La riorganizzazione societaria avrebbe realizzato «una generale operazione di self cleaning», vale a dire un’operazione di “ravvedimento”, prevista dalla direttiva 2014/24/UE (art. 57).

In pratica Aspi sarebbe tornata affidabile cambiando il proprio azionista di controllo, come se l'affidabilità non risiedesse nella società concessionaria ma nel suo proprietario.

Ma, afferma il Tar, non si rinviene nella procedura seguita dal governo una valutazione in concreto circa «la caduta di fiducia inevitabilmente determinatasi per effetto della responsabilità manutentiva posta a base del procedimento di contestazione, indipendentemente dalla decisione finale di definire tale procedimento in maniera bonaria».

La necessità di tale valutazione si evince anche dalla sentenza (n. 168/2020) nella quale la Corte Costituzionale ha sottolineato come il crollo del Ponte Morandi, «causando ben 43 vittime, ha aperto una ferita nel rapporto di fiducia che non può mancare tra i consociati e lo stesso apparato pubblico, cui è affidata la cura di beni primari tra i quali, in primo luogo, la salute e l’incolumità».

Secondo il Tar, è singolare che – nonostante la pronuncia della Corte Costituzionale – Aspi sia stata ritenuta «inaffidabile per la ricostruzione del Ponte Morandi e, all’opposto, affidabile per la (prosecuzione della) gestione dell’intera infrastruttura in concessione».

Pertanto, conclude il tribunale, prima di adottare la soluzione relativa ad Aspi, lo Stato avrebbe dovuto considerare l’effettiva «affidabilità di un operatore che dovrebbe gestire una rete autostradale composta di 28 tratte per una estensione di circa 2850 km». E se si è inteso che l'affidabilità fosse restaurata dal cambio di azionista sorge il dubbio concreto che di fatto la concessione sia passata di mano, senza gara.

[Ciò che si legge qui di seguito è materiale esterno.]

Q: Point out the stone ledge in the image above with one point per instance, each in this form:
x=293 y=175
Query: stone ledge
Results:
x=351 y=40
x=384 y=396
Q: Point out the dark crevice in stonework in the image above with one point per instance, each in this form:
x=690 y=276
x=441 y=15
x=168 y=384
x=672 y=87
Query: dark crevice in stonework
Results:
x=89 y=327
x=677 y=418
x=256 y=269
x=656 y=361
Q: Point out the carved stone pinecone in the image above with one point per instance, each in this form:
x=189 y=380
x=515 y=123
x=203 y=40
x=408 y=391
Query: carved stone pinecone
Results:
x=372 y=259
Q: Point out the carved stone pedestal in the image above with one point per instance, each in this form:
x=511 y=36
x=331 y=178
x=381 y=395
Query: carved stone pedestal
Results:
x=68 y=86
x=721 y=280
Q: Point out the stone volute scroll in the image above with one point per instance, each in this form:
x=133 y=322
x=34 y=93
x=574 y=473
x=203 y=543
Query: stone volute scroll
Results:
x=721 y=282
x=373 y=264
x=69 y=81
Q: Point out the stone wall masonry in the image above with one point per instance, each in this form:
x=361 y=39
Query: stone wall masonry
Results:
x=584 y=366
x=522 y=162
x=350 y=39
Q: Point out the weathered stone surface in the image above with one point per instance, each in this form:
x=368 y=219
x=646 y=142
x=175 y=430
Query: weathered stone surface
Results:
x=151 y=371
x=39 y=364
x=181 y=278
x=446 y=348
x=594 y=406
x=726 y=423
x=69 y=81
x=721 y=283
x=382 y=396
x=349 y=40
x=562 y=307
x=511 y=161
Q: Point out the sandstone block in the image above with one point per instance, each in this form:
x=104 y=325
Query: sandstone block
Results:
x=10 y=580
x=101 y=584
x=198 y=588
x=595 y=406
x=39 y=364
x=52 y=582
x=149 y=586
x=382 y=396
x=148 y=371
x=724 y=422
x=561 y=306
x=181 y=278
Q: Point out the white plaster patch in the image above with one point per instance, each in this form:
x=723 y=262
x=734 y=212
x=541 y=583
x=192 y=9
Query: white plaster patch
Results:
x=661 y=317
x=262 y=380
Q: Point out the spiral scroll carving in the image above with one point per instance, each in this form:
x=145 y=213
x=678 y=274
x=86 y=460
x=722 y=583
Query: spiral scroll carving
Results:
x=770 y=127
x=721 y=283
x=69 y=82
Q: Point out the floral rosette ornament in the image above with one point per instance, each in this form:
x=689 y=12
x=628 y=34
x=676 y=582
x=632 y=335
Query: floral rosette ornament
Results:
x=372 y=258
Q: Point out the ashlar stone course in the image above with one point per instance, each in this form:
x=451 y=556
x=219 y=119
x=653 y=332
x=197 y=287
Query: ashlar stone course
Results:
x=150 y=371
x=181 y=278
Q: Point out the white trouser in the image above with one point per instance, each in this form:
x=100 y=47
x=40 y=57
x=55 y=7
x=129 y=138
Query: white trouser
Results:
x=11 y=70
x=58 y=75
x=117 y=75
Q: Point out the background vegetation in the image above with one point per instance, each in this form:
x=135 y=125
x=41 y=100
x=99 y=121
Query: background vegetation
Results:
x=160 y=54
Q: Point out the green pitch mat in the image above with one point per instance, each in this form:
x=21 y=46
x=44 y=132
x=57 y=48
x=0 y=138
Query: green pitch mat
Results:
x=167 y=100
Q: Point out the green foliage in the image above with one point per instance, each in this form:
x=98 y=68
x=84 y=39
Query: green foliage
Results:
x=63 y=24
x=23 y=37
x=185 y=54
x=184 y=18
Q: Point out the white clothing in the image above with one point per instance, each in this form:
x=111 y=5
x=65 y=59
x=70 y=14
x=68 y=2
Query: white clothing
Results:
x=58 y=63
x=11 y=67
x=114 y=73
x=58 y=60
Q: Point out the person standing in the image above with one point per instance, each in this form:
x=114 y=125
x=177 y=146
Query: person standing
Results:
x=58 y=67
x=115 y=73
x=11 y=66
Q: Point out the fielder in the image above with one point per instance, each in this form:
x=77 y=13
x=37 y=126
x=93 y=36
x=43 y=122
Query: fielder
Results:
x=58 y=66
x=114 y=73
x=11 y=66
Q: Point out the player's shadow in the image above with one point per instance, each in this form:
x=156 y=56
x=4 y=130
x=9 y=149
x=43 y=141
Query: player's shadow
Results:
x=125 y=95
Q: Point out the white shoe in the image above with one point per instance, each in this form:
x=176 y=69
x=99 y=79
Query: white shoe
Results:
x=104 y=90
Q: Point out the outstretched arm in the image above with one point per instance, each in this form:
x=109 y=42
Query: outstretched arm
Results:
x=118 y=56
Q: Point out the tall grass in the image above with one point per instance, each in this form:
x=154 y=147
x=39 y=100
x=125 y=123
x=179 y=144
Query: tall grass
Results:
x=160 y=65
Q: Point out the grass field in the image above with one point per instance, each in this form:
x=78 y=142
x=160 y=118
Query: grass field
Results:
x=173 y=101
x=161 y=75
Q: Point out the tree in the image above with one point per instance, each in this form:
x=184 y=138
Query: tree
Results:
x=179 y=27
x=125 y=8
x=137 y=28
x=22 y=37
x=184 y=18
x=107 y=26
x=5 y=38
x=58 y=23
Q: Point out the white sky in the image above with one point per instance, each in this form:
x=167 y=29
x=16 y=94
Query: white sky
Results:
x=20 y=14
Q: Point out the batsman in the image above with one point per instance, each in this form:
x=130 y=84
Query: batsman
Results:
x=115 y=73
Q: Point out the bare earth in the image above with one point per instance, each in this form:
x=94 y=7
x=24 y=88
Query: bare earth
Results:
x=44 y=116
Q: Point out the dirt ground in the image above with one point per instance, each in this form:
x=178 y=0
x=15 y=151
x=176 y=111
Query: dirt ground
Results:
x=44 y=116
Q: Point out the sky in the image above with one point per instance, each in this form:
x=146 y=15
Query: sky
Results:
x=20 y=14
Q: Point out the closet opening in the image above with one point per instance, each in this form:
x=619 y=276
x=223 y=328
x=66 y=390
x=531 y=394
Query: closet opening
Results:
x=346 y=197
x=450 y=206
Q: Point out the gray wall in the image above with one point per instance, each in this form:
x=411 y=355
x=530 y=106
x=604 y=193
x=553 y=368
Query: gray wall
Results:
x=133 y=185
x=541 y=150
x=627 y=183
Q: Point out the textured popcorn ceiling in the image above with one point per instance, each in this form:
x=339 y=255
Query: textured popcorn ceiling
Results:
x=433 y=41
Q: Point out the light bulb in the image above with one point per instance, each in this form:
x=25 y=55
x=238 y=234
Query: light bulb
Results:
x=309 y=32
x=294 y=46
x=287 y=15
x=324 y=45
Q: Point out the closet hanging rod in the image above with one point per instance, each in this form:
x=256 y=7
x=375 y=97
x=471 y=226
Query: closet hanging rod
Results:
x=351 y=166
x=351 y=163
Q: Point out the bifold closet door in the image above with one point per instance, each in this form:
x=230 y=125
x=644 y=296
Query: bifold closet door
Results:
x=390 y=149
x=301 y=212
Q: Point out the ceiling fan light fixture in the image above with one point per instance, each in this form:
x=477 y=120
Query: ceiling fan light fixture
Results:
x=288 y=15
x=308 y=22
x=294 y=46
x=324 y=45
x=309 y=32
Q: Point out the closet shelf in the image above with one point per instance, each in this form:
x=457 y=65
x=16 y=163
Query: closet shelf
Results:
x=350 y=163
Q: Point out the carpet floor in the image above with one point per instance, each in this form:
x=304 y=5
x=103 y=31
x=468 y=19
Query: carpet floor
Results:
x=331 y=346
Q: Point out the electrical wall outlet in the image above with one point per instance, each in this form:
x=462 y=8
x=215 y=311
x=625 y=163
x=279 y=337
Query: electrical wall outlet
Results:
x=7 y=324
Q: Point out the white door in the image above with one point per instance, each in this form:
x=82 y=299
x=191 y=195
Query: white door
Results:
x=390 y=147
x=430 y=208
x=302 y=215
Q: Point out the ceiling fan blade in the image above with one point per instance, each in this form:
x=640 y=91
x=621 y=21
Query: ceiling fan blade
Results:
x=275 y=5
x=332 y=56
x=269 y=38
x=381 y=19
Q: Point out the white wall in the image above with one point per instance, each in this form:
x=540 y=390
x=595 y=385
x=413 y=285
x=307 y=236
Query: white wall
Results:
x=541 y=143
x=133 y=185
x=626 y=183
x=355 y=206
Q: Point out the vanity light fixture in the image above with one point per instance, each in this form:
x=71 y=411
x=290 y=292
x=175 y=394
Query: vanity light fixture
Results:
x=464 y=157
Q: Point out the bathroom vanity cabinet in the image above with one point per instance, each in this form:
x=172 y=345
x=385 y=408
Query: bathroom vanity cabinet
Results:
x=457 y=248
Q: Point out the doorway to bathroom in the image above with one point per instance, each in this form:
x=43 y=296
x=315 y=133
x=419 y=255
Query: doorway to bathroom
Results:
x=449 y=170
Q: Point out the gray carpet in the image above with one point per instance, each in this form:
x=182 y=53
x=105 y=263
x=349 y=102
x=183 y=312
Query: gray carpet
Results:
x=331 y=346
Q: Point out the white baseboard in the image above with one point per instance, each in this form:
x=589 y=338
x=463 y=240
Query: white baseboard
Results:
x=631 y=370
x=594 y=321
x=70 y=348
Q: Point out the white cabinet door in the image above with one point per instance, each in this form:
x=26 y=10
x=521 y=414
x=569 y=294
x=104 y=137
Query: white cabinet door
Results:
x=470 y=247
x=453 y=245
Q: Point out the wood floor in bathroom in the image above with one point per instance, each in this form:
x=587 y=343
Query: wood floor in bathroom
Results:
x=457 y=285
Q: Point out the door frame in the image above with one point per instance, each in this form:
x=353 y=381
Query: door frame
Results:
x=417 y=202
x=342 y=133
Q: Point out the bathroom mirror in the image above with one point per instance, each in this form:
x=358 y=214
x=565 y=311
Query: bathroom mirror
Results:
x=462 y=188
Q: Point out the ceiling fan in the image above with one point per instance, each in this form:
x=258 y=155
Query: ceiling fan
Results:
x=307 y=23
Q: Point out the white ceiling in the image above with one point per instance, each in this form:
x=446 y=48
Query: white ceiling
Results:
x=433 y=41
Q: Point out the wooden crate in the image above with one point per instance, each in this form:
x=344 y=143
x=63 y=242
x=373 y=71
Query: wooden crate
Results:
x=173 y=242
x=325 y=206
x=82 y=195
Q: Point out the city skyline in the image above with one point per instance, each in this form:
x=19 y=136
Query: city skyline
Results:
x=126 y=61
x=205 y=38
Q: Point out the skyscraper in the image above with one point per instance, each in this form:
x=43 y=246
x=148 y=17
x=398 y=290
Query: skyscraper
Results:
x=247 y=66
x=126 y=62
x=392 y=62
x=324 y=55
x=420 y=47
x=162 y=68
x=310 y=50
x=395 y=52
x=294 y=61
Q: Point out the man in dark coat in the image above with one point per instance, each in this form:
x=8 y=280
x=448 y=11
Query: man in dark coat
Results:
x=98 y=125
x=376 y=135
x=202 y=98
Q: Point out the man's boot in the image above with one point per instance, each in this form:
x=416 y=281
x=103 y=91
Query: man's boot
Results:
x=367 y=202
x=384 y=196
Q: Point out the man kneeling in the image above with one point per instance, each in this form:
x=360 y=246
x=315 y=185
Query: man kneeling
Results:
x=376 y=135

La questione circa l’eventuale violazione della direttiva europea è stata rimessa dal Tar alla Corte di Giustizia dell’Unione Europea.

Se la Corte ritenesse che la violazione sussiste, ne risulterebbe inficiata la rinegoziazione della convenzione autostradale, in quanto viziata da eccesso di potere per difetto d’istruttoria e di motivazione.

In altre parole, crollerebbe il castello giuridico di carte che ha consentito la prosecuzione della gestione da parte di Aspi, "perdonata" solo perché ceduta, con una trattativa privata, da Atlantia a Cdp e soci.